8. Un-thread the chain
The chain can now be unthreaded from the transmission. If you've never bothered to study the route the chain takes around the sprockets, chain rings, and jockey wheels of the rear derailleur do so before removal. Also don't forget to thread it through the front derailleur cage - we've seen it done when rushing. You'll need to get it right when you thread the new one back into the transmission. There is only one way that will result in functioning gears and forward drive.
9. Shorten the new chain
You'll now need to shorten the new chain to the length of the one it's replacing (assuming that was correct). To work out where the new chain needs to be split, thread the ends of both chains onto an old spoke; this allows you to hang them up (or lay out) to find the link that needs splitting. This new Shimano Ultegra comes with 116 links, the standard length. Most modern road bikes will require five or six links removing, depending on chainstay length and gearing.
10. Rethread the new chain
Some Shimano 10-speed chains are directional and must be fitted with the Shimano logos on the outward face of the links. SRAM's AXS 12-speed chain is also directional, though if you've already managed to ear out one of those you're doing well!

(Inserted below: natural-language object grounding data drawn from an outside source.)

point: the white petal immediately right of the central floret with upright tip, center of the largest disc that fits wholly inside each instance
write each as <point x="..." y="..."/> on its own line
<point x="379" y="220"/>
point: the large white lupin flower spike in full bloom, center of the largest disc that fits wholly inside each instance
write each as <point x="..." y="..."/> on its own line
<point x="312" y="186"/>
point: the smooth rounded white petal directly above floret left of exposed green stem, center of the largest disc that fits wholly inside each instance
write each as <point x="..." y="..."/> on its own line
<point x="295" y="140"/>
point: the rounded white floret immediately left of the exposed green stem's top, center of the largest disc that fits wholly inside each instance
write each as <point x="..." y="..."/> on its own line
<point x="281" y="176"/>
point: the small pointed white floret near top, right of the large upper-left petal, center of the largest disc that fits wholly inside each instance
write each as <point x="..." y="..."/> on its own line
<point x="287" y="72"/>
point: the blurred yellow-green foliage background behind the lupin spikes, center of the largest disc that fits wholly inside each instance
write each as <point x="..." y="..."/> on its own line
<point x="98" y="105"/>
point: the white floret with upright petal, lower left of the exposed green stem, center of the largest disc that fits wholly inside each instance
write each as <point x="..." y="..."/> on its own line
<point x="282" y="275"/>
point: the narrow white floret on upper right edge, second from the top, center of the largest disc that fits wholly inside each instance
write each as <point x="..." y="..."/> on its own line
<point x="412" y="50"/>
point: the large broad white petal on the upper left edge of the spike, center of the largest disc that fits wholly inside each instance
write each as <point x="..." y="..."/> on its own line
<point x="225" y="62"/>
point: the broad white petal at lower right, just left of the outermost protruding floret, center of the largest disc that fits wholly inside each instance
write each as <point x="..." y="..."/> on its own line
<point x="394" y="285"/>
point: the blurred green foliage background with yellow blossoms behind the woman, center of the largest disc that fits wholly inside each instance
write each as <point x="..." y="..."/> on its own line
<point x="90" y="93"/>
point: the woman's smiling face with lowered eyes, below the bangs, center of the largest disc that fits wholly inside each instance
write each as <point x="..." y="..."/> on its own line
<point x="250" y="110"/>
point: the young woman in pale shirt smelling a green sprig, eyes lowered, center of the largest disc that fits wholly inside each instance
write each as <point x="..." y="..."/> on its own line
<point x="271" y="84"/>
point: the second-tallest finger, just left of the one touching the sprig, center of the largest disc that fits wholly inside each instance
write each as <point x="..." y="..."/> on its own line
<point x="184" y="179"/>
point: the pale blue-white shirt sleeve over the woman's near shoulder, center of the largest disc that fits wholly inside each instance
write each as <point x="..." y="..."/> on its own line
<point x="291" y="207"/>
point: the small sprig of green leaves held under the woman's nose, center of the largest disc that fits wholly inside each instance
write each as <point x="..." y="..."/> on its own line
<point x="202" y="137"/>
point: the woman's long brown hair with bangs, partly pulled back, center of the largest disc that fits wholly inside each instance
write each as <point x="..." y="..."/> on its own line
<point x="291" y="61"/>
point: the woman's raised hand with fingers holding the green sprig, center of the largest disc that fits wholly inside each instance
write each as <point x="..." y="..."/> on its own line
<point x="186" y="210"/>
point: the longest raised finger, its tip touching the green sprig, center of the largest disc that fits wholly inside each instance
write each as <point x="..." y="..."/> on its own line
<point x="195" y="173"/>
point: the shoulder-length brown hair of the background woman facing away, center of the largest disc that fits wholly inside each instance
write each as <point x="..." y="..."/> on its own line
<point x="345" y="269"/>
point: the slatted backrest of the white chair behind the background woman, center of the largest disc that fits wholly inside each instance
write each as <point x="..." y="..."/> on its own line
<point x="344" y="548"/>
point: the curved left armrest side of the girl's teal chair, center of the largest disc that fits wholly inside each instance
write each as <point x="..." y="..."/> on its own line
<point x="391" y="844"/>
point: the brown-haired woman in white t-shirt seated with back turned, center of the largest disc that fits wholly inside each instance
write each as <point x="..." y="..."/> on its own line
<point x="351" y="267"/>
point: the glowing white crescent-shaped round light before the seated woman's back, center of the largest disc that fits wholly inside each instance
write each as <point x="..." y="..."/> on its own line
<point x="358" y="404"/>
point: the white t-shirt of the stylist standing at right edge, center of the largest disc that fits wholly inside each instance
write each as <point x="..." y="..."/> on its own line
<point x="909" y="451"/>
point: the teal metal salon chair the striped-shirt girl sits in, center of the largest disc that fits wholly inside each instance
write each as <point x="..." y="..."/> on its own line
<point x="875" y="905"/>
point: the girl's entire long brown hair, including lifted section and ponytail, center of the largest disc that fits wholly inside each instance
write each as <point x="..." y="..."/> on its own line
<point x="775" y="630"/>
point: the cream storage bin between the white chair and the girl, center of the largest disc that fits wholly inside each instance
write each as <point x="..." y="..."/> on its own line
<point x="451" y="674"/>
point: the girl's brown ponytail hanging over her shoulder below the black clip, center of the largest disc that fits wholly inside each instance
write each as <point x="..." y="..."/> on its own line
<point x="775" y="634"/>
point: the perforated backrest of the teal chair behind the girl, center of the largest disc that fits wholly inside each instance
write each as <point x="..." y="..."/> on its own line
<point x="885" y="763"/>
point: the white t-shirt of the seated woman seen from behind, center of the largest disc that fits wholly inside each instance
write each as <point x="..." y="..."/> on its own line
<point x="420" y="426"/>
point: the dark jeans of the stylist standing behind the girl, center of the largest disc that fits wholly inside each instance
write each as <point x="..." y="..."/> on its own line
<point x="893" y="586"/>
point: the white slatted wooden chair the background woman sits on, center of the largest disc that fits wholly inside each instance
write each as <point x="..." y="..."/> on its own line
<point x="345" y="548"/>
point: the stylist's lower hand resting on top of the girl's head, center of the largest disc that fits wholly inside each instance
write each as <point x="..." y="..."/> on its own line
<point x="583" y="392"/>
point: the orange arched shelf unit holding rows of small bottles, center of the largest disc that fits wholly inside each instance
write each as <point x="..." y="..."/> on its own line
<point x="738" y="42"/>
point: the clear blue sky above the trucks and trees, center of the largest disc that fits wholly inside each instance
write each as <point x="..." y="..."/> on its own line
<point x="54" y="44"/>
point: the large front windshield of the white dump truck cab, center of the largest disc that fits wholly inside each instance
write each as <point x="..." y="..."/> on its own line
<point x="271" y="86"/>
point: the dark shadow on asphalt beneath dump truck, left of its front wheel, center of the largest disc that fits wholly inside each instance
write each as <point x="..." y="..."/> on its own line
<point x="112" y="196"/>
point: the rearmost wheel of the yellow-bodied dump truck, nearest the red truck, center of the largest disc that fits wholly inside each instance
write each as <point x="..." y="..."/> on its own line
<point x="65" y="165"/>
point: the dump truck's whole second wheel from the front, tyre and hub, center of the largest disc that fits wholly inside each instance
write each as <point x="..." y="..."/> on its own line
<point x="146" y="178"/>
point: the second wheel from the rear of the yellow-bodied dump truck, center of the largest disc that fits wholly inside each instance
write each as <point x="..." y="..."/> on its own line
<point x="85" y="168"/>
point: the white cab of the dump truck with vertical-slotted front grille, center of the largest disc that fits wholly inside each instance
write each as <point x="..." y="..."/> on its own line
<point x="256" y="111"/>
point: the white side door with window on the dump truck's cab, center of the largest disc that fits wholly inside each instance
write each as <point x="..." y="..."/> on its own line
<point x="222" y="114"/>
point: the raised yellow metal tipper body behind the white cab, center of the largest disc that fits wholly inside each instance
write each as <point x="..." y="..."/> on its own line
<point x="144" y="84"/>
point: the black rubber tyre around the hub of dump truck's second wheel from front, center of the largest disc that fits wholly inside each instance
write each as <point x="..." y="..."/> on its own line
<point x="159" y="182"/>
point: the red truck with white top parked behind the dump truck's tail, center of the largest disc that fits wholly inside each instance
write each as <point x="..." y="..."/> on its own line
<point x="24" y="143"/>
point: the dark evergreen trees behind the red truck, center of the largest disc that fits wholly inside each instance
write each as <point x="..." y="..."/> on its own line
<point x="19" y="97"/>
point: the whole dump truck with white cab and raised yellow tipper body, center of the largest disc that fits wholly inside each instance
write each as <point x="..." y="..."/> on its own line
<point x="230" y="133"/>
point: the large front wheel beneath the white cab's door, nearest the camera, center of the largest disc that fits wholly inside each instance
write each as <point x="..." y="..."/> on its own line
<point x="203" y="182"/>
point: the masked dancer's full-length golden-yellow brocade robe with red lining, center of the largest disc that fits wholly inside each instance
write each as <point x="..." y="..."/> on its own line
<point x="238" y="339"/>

Loop one end of the chain through the front derailleur, the other around the rear sprockets, over the top of the upper jockey wheel and behind the front chain deflector tab in the jockey cage and to the rear of the lower jockey wheel, and inside the rear chain deflector tab. The two loose ends can now be joined.
11. Fit the pin
Some Shimano chains use a special joining pin, with a snap-off pointed leader. Bring the male and female ends of the chain together, line up their respective pin holes and insert the pin into the chain. Only the pointed leader section is joining the chain. This must now be pushed home with the chain splitter tool.
More recent Shimano chains come with a master link, so you just hook the two ends together so the master link is in the top run of chain, put the bike on the floor with the brakes on and stand on a pedal so the link clicks into place. Alternatively, use master link pliers.
12. Drive the pin home
Fit the chain tool to the chain in the normal way, to drive the new pin home. Ensure you're well lined up before cranking the chain tool handle. The new pin should slide home with ease, only the last millimetre or so will feel firm at the handle. You're looking to leave the tiny rim at the end of the new pin visible, the same as the other factory fitted ones on the other links. Over pushing the pin will result in the chain link jamming and potentially a chain failure.
13. Remove the leader
With the new link in position you'll need to remove the leader section. This requires a pair of pliers and a sharp angled twist of the wrist to break the leader free. These Park Tools cable cutters have a crimper behind the cutters that works well for the job.
14. Free up a stiff link
Sometimes the freshly joined link will run free first time, but occasionally the new join will be a little stiff. This can lead to skipping gears. When this happens we usually use our thumbs to apply a little side pressure to the link, which usually frees the link so it runs and shifts smoothly.